Jason resolved not to be a docile bystander to the death of a fellow human being as he had been in the morning. Rushing to a handle on the wall with the word “Emergency” above it, he pulled it, de-electrifying the tracks. This would not be enough though, as the coming metro could already be heard, its pounding on the tracks ricocheting in the underground station.

Jason ran to the edge of the platform, trying to help the man up, but he was not strong enough to do it alone. He looked around at the throng of bystanders. No help seemed forthcoming, individual action having become a foreign and abstract concept.

“Hey, you,” Jason shouted, pointing his finger at Fred, “come help me save him.”

At first the rainbow-eyed boy appeared reluctant and indecisive. With each second, however, as the rhythmic pounding on the tracks became more and more amplified, something buried deep down, having slumbered for so long it might have even been dead, stirred in Fred. It was not just about saving the man about to be carved up and ground down to a messy pulp by the oncoming steel gargantuan like a pig awaiting slaughter, but also about saving himself.

Possessed by a force whose pressure he had never felt before, Fred approached the edge of the platform with unsteady steps, each footfall taking him farther and farther away from the sway of the meek crowd.
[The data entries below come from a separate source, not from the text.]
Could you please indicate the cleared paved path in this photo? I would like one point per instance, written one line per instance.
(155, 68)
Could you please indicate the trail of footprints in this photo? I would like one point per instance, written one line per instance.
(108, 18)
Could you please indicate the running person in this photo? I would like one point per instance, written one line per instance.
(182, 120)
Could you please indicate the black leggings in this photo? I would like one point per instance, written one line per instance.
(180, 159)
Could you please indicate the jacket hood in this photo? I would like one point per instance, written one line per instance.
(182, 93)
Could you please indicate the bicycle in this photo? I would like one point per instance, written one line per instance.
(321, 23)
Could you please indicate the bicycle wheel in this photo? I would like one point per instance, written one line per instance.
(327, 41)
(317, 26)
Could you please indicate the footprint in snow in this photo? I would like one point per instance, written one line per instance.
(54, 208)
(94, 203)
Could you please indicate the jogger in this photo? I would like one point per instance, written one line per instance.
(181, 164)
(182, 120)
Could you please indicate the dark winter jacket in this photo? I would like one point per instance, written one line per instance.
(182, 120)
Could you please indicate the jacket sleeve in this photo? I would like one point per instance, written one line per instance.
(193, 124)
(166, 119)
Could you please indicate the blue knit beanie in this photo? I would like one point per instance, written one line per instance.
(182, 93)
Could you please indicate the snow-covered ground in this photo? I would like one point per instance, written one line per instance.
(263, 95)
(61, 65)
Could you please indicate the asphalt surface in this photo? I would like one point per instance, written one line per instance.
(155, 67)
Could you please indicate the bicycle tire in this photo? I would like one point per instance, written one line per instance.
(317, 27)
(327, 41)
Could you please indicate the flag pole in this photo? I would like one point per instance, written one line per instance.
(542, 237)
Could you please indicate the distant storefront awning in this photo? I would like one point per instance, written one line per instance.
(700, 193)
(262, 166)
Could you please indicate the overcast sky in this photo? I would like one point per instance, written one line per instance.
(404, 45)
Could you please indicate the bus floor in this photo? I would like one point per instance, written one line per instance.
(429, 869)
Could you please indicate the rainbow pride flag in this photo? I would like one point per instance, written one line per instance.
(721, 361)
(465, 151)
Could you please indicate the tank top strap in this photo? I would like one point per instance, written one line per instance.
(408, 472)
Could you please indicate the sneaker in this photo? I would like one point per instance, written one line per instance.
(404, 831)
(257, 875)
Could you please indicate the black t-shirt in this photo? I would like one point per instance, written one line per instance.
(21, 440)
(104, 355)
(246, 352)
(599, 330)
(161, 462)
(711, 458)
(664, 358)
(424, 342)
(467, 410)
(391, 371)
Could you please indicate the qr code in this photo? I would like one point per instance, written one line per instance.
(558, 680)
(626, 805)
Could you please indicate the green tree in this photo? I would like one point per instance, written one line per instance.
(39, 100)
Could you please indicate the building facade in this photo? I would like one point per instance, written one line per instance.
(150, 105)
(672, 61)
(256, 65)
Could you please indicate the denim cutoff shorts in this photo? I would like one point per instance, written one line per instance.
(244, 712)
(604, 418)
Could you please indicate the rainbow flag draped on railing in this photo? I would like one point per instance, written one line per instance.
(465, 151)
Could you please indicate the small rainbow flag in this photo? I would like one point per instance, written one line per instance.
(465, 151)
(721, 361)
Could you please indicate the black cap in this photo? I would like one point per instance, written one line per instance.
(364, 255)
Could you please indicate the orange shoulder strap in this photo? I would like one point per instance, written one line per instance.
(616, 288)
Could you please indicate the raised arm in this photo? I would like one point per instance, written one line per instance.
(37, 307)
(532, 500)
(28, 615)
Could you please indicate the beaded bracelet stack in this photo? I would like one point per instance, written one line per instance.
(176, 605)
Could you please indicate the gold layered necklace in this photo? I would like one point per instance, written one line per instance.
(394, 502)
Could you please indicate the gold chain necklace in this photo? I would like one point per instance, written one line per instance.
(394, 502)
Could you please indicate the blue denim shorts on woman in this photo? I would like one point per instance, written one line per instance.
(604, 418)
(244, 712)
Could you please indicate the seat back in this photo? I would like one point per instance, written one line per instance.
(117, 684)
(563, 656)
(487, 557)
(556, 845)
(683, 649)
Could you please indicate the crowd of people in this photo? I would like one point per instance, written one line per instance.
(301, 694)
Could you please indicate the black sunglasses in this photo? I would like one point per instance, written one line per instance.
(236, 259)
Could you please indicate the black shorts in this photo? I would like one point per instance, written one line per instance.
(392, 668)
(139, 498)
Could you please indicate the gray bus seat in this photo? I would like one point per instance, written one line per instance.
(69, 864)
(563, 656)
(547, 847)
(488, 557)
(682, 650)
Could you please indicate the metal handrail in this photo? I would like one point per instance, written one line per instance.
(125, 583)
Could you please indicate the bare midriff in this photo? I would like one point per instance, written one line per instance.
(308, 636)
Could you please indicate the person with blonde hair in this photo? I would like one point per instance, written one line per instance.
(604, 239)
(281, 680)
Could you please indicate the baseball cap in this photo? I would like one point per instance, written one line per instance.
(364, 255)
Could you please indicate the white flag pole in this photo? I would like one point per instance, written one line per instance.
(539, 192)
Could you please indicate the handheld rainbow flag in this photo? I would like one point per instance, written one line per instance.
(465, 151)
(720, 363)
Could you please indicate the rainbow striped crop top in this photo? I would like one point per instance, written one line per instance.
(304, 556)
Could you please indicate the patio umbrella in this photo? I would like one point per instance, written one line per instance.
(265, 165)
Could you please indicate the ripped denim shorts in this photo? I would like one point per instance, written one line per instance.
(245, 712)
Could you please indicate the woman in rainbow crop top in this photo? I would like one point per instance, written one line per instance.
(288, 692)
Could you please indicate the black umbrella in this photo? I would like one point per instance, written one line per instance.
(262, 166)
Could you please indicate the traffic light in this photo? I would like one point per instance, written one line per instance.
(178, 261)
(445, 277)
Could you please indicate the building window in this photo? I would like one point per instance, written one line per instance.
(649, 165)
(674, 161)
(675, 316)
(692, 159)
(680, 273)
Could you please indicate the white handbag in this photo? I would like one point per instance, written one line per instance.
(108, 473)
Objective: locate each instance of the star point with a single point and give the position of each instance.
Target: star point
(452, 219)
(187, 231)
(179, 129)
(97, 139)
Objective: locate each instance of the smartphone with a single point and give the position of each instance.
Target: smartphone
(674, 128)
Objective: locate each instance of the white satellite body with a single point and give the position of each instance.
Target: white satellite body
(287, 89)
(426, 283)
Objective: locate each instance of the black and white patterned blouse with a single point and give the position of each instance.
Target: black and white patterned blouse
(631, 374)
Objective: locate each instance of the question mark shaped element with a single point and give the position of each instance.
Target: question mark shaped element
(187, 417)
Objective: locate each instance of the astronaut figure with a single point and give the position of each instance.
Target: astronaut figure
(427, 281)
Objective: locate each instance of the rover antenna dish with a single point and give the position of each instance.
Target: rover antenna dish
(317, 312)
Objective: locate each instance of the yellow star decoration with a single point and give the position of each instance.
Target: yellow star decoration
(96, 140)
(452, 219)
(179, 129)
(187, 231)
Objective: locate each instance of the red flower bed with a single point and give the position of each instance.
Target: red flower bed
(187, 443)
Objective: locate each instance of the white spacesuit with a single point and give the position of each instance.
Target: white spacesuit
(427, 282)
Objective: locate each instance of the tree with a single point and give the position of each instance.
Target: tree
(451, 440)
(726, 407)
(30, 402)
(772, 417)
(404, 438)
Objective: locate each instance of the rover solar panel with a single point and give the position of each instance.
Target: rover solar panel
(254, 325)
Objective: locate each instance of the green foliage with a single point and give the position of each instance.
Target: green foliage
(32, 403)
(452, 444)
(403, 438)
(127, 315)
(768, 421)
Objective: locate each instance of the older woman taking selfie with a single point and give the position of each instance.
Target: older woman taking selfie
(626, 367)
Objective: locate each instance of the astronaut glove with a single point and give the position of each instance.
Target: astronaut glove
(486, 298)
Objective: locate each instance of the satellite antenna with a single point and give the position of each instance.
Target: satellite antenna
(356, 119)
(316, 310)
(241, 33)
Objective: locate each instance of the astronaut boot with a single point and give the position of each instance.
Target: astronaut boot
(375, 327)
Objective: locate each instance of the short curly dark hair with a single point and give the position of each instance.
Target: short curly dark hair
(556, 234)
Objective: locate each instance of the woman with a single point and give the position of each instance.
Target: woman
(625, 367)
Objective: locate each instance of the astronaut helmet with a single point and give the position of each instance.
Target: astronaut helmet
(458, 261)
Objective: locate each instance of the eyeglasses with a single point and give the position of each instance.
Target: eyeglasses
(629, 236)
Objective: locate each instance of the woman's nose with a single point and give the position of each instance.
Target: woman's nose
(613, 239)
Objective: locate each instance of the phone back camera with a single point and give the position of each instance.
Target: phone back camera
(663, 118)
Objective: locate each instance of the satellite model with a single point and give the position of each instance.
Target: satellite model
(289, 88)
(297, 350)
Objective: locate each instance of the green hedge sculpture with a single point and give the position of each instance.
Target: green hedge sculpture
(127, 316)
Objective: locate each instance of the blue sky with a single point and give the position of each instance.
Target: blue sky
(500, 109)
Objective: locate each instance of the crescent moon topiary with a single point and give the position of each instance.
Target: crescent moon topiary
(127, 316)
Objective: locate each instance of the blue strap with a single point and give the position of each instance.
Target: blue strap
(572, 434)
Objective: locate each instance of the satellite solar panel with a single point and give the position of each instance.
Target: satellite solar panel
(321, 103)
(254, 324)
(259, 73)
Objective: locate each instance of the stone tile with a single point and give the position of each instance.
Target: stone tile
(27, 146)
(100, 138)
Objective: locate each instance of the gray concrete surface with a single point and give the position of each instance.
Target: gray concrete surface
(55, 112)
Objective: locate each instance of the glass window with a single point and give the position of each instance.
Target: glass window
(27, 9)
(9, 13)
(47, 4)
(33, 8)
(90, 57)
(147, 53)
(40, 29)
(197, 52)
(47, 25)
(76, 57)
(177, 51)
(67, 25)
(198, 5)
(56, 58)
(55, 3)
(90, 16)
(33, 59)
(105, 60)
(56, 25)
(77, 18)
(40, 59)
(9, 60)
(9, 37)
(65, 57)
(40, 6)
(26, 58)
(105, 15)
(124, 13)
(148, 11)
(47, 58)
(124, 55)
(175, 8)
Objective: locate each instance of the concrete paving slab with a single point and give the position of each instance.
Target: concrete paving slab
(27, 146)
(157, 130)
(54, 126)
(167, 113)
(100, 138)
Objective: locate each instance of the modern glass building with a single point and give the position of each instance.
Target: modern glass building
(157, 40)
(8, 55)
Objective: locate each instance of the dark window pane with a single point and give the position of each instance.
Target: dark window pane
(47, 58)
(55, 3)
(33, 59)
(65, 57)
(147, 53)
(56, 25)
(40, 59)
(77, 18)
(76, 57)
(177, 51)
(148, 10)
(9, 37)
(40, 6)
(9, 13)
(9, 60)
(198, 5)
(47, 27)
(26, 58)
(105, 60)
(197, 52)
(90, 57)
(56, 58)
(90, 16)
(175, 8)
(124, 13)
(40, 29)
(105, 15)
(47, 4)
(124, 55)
As he joined Jason in lifting the man up from the tracks, feeling the press of flesh upon flesh, the boys were overcome by the same feeling, manifested differently in each of them. The feeling was that of liberation and self-validation, for there is nothing more liberating than saving another’s life.

As the obese man was lifted off the tracks, rescued just in time for the metro to thunder by without drawing blood, Fred exclaimed in triumph, “We did it!”

“No,” answered Jason, “not ‘we’. You and I.”